Zoledronic Acid Down-regulates Adhesion Molecules of Bone Marrow Stromal Cells in Multiple Myeloma: a Possible Mechanism for Its Antitumor Effect

Background: Myeloma plasma cells interact with the bone marrow microenvironment which, in turn, supports their growth and protects them from apoptosis. In vitro studies have demonstrated the antitumor potential of zoledronic acid (ZOL) on myeloma cell lines, but few data are available on its effects on bone marrow stromal cells (BMSCs). The aim of the current study was to evaluate the antiproliferative and apoptotic effect of ZOL on BMSCs, as well as its effect on the expression of adhesion molecules.

Methods: BMSCs, obtained from bone marrow mononucleated cells of 8 patients with multiple myeloma, were treated with increasing concentrations of ZOL for 3 days. Cytotoxic effect was analyzed by 3-(4-5-dimethylthiazol-2-yl)-2,5 diphenyltetrazolium bromide; thiazolyl blue (MTT) assay whereas the induction of apoptosis was evaluated by flow cytometric detection of fluorescein isothiocyanate-labeled annexin V, terminal deoxynucleotidyl transferase-mediated dUTP nick-end labeling assay, and nuclear changes. Moreover, expression of CD106, CD56, CD50, CD49d, CD44, and CD40 was analyzed by flow cytometry. Data were evaluated by the Friedman test.

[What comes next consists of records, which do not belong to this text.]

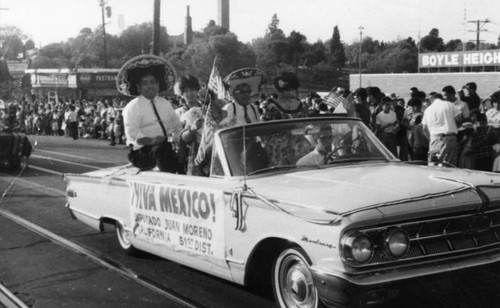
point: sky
(49, 21)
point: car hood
(342, 189)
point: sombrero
(133, 70)
(251, 76)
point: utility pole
(479, 25)
(156, 29)
(360, 49)
(102, 4)
(1, 41)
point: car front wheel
(124, 240)
(293, 282)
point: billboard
(459, 59)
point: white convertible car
(316, 208)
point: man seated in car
(323, 140)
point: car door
(181, 218)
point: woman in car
(287, 105)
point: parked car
(13, 148)
(316, 208)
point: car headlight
(397, 242)
(358, 247)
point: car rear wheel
(15, 164)
(293, 282)
(124, 240)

Results: After 3 days of exposure at concentrations of 10(-4) to 10(-5) M, ZOL induced a decrease in proliferation (P < 0.0001) and an increase in apoptosis (P < 0.002). Analysis of culture supernatants showed that myeloma BMSCs expressed interleukin (IL)-6, negligible levels of tumor necrosis factor-alpha, and no IL-1beta. In vitro exposure to the lowest concentrations of ZOL decreased IL-6 production by BMSCs. Among the adhesion molecules, CD106, CD54, CD49d, and CD40, which were strongly expressed at baseline, showed a statistically significant reduction compared with controls after exposure to ZOL.

Conclusions: ZOL interfered with myeloma BMSCs by reducing proliferation, increasing apoptosis, and modifying the pattern of expression of adhesion molecules, especially those involved in plasma cell binding. These effects on BMSCs might explain the antitumor activity of ZOL.